Action of alternating group

Question

Group $A_n$ ($n>4$) acts on a set of cardinality $m$, and not all elements of this set are fixed points. Prove, that $m \geq n$.

I tried to apply Burnside's lemma but got nothing good.

Answer 1

As indicated in the comments, I will assume Abel's theorem on the simplicity of $A_n$ for $n > 4$.

Now, we have some set $X$ of cardinality $m$ with a nontrivial (let's say left) action of $A_n$. By definition, that means we have a map $A_n \times X \longrightarrow X$, which we write as $(\sigma, x) \mapsto \sigma x$. Now, we can modify this to a map $\lambda: A_n \longrightarrow \Sigma(X)$, where $\Sigma(X)$ denotes the group of permutations on $X$. This is defined by taking $\sigma \in A_n$ to the permutation $\lambda_\sigma(x) = \sigma x$. You can check that the inverse of $\lambda_\sigma$ is $\lambda_{\sigma^{-1}}$. In fact, the axioms of a group action will translate precisely to the fact that $\sigma \mapsto \lambda_\sigma$ is a group homomorphism.

Now, as $A_n$ is simple for $n > 4$, the map $\lambda: A_n \longrightarrow \Sigma(X)$ is either trivial or injective, as the kernel is either the trivial subgroup or all of $A_n$. If $ker(\lambda) = A_n$ then $\lambda_\sigma = id$ for all $\sigma \in A_n$. Hence, for all $x \in X$ we have $\sigma x = \lambda_\sigma(x) = x$. Thus, every element of $X$ is a fixed point of the action of $A_n$, but you explicitly assumed that this was not the case.

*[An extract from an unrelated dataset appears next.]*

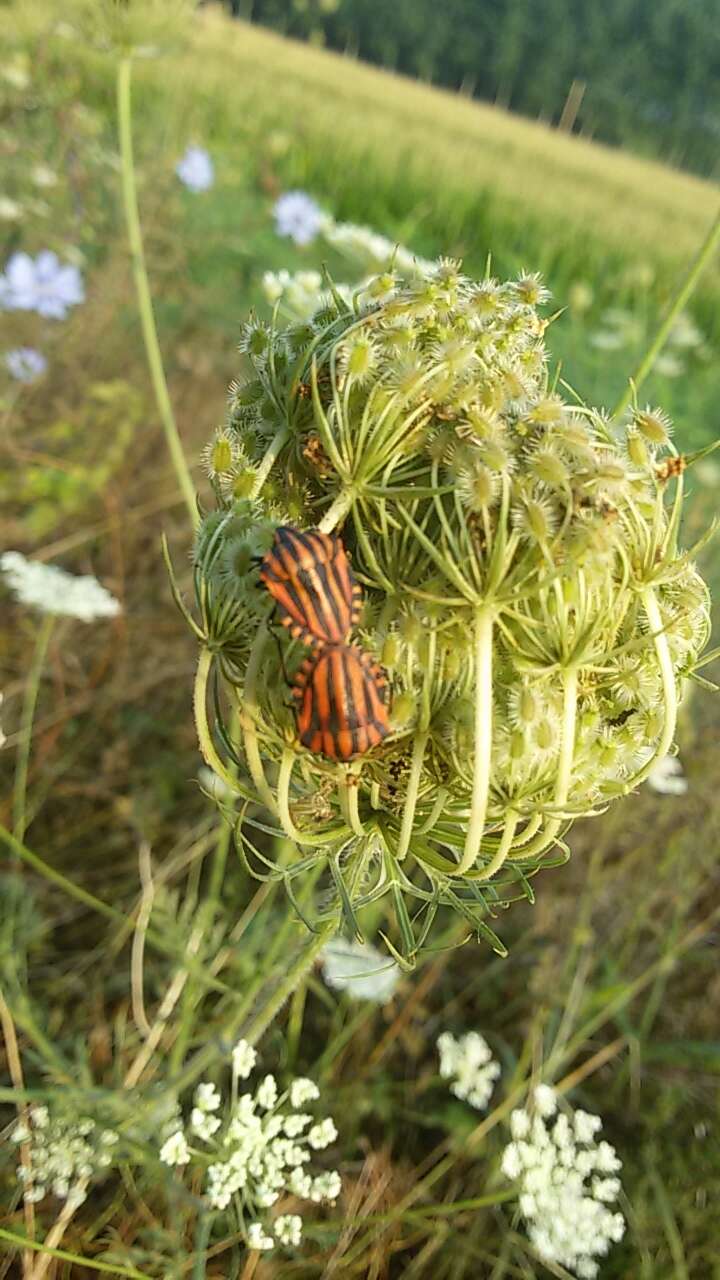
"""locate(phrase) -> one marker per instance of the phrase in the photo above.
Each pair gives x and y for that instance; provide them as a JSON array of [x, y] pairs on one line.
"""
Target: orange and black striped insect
[[309, 576], [340, 700]]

Hence, we must have $ker(\lambda) = \{e\}$ so $\lambda$ must be an injection.

Now, $|A_n| = \frac{n!}{2}$ and $|\Sigma(X)| = m!$ (in fact, $\Sigma(X) \cong S_m$). So the injectivity of $\lambda$ tells us that $\frac{n!}{2} \leq m!$. We rewrite this as $\frac{n!}{m!} \leq 2$. Now, if $m < n$ then $\frac{n!}{m!} = n(n-1) \cdots (m + 1)$, which is in particular at least $n$. But $n > 4$ so we have just shown $4 < \frac{n!}{m!} \leq 2$ - a contradiction. Hence, we must have $m \geq n$.

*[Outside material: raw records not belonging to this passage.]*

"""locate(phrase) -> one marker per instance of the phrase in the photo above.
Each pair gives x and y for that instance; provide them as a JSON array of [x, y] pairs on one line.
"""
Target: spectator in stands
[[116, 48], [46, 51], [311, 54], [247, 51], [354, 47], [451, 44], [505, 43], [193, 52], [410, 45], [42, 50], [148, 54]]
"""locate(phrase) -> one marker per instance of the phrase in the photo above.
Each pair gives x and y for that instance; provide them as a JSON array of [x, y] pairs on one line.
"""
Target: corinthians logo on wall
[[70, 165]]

This technique of turning a group action $G \times X \longrightarrow X$ into a group homomorphism $G \longrightarrow \Sigma(X)$ is very fruitful. For instance, if $X$ has additional structure, say it's a vector space, then we can consider groups "acting linearly" on $X$ by considering actions which coincide with morphisms $G \longrightarrow GL(X)$. This particular example leads to representation theory, but you could replace $GL(X)$ with the homeomorphisms, diffeomorphisms, group isomorphisms, or any other sort of group of automorphisms $X \longrightarrow X$.

Answer 2

No need for Burnside:

An action gives a homomorphism $h:A_n\to S_m $. The assumption that not everything is fixed implies the kernel can't be $A_n $. Thus since $A_n $ is simple, the homomorphism is injective. Thus $m!\ge n!/2\implies m\ge n $.